= Mrs. Stitch =

Mrs. Algernon Stitch, more familiarly known as Julia Stitch, is a character created by Evelyn Waugh, best known for her role in the novel Scoop. The character was inspired by Waugh's friendship with the well-connected socialite, Lady Diana Cooper.

Mrs. Stitch appears as a "fixer", a well-connected member of British, and especially London society, who can make things happen for people. This activity is known to all as "The Stitch Service". In Scoop, she is asked to find employment for a novelist by the name of John Courtney Boot, and arranges for him to be sent as a journalist to cover a revolution in Africa. Due to a mixup, the distantly related and quite hapless William Boot is sent instead.

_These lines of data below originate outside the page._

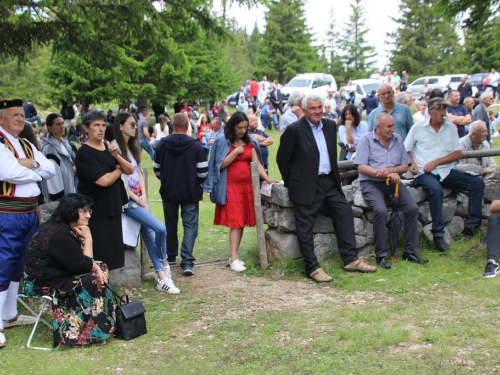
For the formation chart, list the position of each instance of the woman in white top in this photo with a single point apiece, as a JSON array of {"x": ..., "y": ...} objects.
[
  {"x": 351, "y": 129},
  {"x": 420, "y": 114}
]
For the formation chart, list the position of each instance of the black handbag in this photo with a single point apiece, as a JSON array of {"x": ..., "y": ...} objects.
[{"x": 130, "y": 319}]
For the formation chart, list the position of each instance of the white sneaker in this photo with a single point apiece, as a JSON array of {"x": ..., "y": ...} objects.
[
  {"x": 19, "y": 320},
  {"x": 236, "y": 266},
  {"x": 237, "y": 260},
  {"x": 3, "y": 341},
  {"x": 167, "y": 285}
]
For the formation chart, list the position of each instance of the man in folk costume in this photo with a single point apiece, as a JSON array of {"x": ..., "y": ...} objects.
[{"x": 22, "y": 167}]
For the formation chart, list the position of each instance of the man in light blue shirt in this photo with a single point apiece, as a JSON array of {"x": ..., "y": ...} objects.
[
  {"x": 433, "y": 147},
  {"x": 399, "y": 112}
]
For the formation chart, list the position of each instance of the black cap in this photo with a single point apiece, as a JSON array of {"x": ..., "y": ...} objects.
[{"x": 9, "y": 103}]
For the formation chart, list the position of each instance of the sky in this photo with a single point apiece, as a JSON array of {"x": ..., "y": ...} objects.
[{"x": 377, "y": 16}]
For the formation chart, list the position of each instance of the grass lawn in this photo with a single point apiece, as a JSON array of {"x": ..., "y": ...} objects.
[{"x": 437, "y": 318}]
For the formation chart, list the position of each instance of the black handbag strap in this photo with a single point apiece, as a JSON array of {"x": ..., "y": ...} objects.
[{"x": 118, "y": 299}]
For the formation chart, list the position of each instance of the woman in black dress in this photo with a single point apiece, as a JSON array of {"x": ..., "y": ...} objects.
[{"x": 99, "y": 167}]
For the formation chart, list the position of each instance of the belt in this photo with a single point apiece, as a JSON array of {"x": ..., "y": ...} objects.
[{"x": 16, "y": 205}]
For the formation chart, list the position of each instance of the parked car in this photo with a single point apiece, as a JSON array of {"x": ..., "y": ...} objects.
[
  {"x": 364, "y": 87},
  {"x": 319, "y": 83},
  {"x": 478, "y": 79},
  {"x": 455, "y": 80}
]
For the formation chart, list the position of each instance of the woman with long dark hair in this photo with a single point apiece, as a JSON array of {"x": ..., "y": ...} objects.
[
  {"x": 153, "y": 230},
  {"x": 60, "y": 259},
  {"x": 56, "y": 148},
  {"x": 230, "y": 182},
  {"x": 99, "y": 167}
]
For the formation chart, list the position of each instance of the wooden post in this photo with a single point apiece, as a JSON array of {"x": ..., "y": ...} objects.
[
  {"x": 144, "y": 251},
  {"x": 259, "y": 219}
]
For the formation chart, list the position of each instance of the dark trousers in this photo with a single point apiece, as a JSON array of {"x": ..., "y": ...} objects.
[
  {"x": 493, "y": 237},
  {"x": 375, "y": 192},
  {"x": 455, "y": 180},
  {"x": 329, "y": 194}
]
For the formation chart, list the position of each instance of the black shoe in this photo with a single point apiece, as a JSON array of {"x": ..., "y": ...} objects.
[
  {"x": 470, "y": 232},
  {"x": 414, "y": 258},
  {"x": 441, "y": 244},
  {"x": 383, "y": 262}
]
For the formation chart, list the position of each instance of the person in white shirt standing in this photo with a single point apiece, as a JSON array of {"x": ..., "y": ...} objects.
[{"x": 22, "y": 167}]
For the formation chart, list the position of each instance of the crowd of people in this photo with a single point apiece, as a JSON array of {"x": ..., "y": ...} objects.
[{"x": 103, "y": 200}]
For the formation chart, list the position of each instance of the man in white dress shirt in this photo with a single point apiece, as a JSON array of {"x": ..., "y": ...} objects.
[{"x": 22, "y": 168}]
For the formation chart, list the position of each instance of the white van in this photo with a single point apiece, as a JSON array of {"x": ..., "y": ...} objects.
[{"x": 307, "y": 83}]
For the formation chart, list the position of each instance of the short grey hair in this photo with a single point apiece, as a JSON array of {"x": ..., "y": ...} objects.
[
  {"x": 180, "y": 120},
  {"x": 402, "y": 97},
  {"x": 312, "y": 96},
  {"x": 295, "y": 98},
  {"x": 93, "y": 115},
  {"x": 474, "y": 126},
  {"x": 485, "y": 94}
]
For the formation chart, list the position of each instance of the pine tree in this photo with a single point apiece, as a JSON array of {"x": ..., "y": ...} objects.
[
  {"x": 425, "y": 44},
  {"x": 358, "y": 53},
  {"x": 332, "y": 47},
  {"x": 285, "y": 48}
]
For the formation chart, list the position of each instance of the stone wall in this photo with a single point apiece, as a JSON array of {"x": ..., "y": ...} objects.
[{"x": 282, "y": 241}]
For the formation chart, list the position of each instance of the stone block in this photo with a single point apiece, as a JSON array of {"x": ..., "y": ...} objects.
[
  {"x": 360, "y": 201},
  {"x": 130, "y": 274},
  {"x": 470, "y": 168},
  {"x": 361, "y": 241},
  {"x": 449, "y": 209},
  {"x": 349, "y": 192},
  {"x": 462, "y": 205},
  {"x": 356, "y": 211},
  {"x": 279, "y": 196},
  {"x": 46, "y": 210},
  {"x": 455, "y": 226},
  {"x": 324, "y": 244},
  {"x": 285, "y": 220},
  {"x": 491, "y": 190},
  {"x": 279, "y": 245},
  {"x": 424, "y": 213},
  {"x": 418, "y": 194},
  {"x": 486, "y": 210}
]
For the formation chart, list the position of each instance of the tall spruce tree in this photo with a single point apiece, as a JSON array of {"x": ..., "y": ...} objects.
[
  {"x": 425, "y": 43},
  {"x": 358, "y": 54},
  {"x": 285, "y": 48},
  {"x": 333, "y": 46}
]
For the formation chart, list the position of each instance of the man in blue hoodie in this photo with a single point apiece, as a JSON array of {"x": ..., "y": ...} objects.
[{"x": 181, "y": 165}]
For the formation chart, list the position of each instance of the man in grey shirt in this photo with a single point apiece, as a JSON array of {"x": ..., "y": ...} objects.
[{"x": 381, "y": 155}]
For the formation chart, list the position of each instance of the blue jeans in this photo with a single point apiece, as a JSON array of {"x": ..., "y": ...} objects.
[
  {"x": 189, "y": 215},
  {"x": 144, "y": 143},
  {"x": 455, "y": 180},
  {"x": 37, "y": 118},
  {"x": 155, "y": 243}
]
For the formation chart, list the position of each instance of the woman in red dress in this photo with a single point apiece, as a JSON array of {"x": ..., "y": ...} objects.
[{"x": 238, "y": 211}]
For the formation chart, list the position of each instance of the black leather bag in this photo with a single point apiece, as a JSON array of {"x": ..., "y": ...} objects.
[{"x": 130, "y": 318}]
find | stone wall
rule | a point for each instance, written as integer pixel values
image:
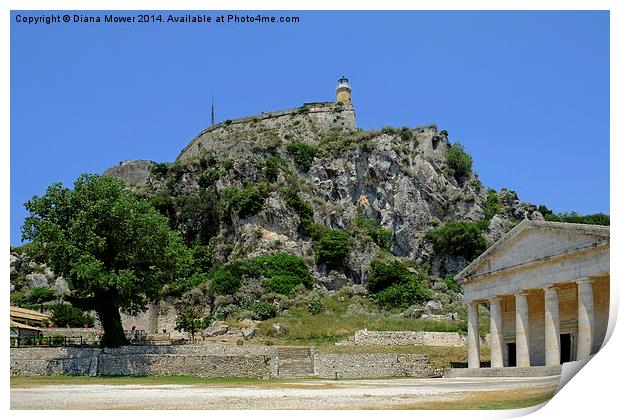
(205, 361)
(158, 318)
(369, 365)
(309, 122)
(407, 338)
(88, 334)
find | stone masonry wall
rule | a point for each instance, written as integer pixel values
(308, 122)
(205, 361)
(407, 338)
(372, 365)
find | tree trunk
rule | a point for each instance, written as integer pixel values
(110, 317)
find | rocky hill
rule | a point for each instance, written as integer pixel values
(266, 184)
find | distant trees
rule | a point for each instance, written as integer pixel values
(113, 248)
(191, 321)
(393, 286)
(463, 239)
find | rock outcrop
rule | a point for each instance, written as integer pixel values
(398, 178)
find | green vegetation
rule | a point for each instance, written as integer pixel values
(182, 285)
(492, 206)
(160, 170)
(406, 133)
(332, 248)
(459, 161)
(113, 248)
(191, 321)
(246, 201)
(338, 321)
(381, 236)
(303, 154)
(394, 286)
(272, 167)
(209, 177)
(67, 315)
(316, 305)
(451, 284)
(283, 272)
(463, 239)
(224, 280)
(264, 310)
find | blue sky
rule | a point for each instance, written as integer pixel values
(527, 93)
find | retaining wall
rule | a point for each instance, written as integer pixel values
(206, 361)
(373, 365)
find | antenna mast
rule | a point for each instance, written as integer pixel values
(212, 110)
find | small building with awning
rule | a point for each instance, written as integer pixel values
(26, 322)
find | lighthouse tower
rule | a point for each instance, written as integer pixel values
(343, 91)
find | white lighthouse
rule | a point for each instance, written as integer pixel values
(343, 91)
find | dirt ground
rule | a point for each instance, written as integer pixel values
(439, 393)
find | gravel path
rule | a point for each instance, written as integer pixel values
(301, 394)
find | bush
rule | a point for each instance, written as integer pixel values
(459, 161)
(180, 286)
(272, 167)
(247, 201)
(67, 315)
(283, 271)
(332, 248)
(451, 284)
(459, 239)
(385, 273)
(492, 205)
(209, 177)
(381, 236)
(223, 282)
(303, 154)
(264, 310)
(282, 284)
(316, 305)
(401, 295)
(406, 133)
(191, 320)
(573, 217)
(159, 170)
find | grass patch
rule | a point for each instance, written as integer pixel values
(335, 323)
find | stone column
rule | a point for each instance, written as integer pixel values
(552, 327)
(473, 336)
(522, 330)
(497, 336)
(585, 318)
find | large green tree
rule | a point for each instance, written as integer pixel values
(113, 248)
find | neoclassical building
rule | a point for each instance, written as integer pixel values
(547, 286)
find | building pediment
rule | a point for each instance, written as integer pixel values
(531, 241)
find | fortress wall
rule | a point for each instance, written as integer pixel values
(205, 361)
(308, 122)
(378, 365)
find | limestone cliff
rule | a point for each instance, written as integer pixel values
(398, 178)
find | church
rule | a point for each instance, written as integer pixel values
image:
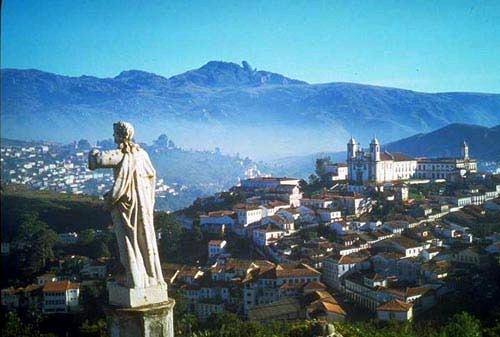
(376, 166)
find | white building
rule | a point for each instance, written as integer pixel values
(377, 166)
(395, 310)
(445, 168)
(60, 297)
(248, 214)
(266, 235)
(216, 247)
(268, 182)
(217, 221)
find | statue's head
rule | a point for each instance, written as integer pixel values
(123, 132)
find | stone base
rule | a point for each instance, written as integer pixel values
(154, 320)
(124, 297)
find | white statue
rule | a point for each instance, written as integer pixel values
(131, 202)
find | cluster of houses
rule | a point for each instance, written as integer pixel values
(52, 293)
(59, 168)
(395, 267)
(332, 253)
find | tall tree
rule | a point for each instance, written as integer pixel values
(33, 244)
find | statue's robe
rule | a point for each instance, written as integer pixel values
(132, 205)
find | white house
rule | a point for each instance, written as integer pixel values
(216, 247)
(248, 214)
(60, 297)
(266, 235)
(395, 310)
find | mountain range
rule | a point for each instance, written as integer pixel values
(240, 109)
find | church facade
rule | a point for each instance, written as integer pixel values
(377, 166)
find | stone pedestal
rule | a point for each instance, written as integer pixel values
(124, 297)
(154, 320)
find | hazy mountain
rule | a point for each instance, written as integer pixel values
(237, 108)
(484, 145)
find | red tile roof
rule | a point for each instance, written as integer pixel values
(60, 286)
(395, 305)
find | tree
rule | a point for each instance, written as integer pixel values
(462, 325)
(86, 236)
(33, 244)
(171, 233)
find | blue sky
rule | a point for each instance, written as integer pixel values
(420, 45)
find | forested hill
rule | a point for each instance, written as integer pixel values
(63, 212)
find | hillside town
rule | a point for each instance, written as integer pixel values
(61, 168)
(381, 236)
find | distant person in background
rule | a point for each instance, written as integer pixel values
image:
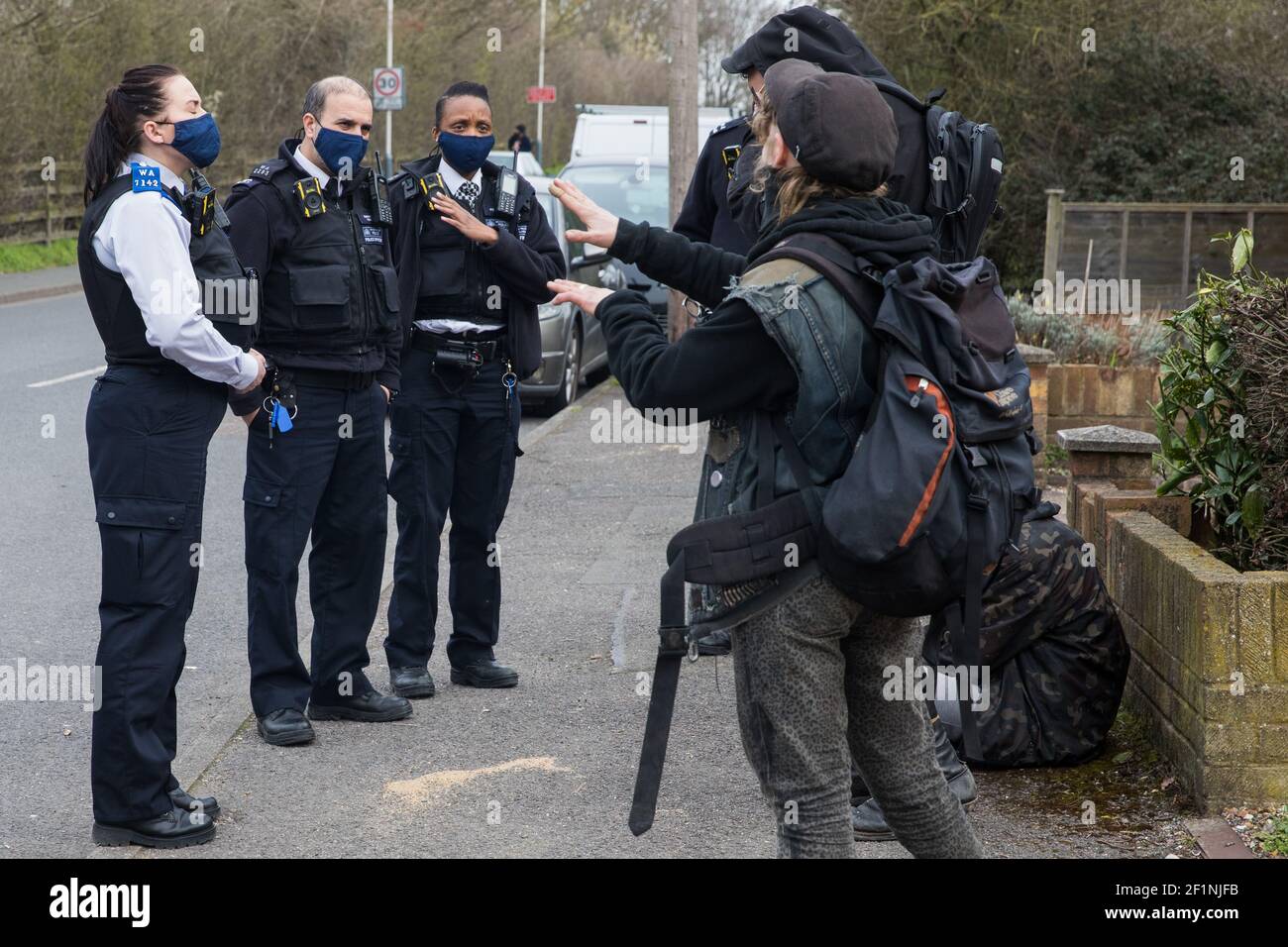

When he returns triumphant, the accolades go instead to John Courtenay Boot, who did nothing to deserve them, allowing William Boot to return to his peaceful life writing articles about the British countryside.

In the Sword of Honour trilogy, Mrs. Stitch appears briefly helping Guy Crouchback recover from his ordeal in Africa.

In the novel Put Out More Flags, Mrs. Stitch is referenced when it is discovered Angela Lyne has been drinking profusely. The discovery "... could scarcely have been more surprising had it been Mrs Stitch herself."